It be our fashion to honor “Talk Like a Pirate Day” here at Brandywine Books, and I’d be a Dutchman if I failed in my bounden duties in that regard. So here’s a tale for ye, mateys, from a book called The Pirates, by Douglas Botting, published in 1978 by Time-Life Books:
The lead-up: In August 1720, an East Indiaman called the Cassandra (an ill-fated name if ever I heard one) was set upon by two pirate vessels commanded by Edward England and John Taylor, off the island of Johanna near Madagascar. The Cassandra’s skipper was James Macrae. Macrae ran his ship aground to escape the attackers, and after ten days in hiding returned to try to negotiate with the freebooters. The pirates were divided in their opinions as to whether to kill the captain or to spare him on account of his bravery.
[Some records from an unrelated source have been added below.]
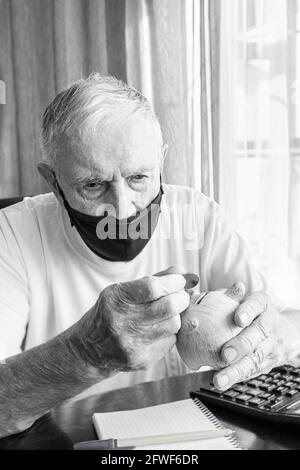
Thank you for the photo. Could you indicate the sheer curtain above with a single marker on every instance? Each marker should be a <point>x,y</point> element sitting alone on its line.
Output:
<point>260,134</point>
<point>166,48</point>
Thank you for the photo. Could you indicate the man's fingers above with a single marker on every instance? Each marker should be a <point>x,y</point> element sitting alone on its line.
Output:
<point>237,291</point>
<point>164,329</point>
<point>150,288</point>
<point>254,305</point>
<point>167,307</point>
<point>256,363</point>
<point>192,279</point>
<point>245,342</point>
<point>175,269</point>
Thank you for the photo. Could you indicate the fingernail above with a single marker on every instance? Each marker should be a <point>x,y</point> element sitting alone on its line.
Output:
<point>191,280</point>
<point>244,319</point>
<point>230,354</point>
<point>222,381</point>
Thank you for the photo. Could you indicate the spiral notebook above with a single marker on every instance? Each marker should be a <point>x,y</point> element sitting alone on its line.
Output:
<point>179,416</point>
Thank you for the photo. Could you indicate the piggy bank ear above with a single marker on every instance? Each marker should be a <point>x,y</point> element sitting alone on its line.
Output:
<point>237,291</point>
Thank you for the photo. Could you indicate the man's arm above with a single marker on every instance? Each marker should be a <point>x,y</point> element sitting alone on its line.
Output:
<point>35,381</point>
<point>131,327</point>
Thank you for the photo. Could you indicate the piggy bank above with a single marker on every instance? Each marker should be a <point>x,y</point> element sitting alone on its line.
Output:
<point>208,325</point>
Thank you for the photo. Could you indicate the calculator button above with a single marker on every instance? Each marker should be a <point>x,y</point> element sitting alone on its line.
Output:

At a critical moment a fierce-looking, heavily whiskered pirate seaman, with a wooden leg and a belt stuffed with pistols, stomped up the deck swearing like a parrot; taking Macrae by the hand he swore that he knew the captain, he had sailed with him once, and was very glad to see him. “Shew me the man that offers to hurt Captain Macrae,” he roared, “and I’ll stand to him, for an honester fellow I never sailed with.” This unnamed member of Taylor’s crew was to gain immortality many years later as the inspiration for Treasure Island’s Long John Silver.
The pirates allowed Macrae to go free….
Captain Macrae’s savior, however, was not the sole inspiration for “Barbecue” Silver (who used a crutch, not a wooden leg). Author Robert Louis Stevenson told the poet and editor William Ernest Henley, author of “Invictus” (who had one leg), that he was the original.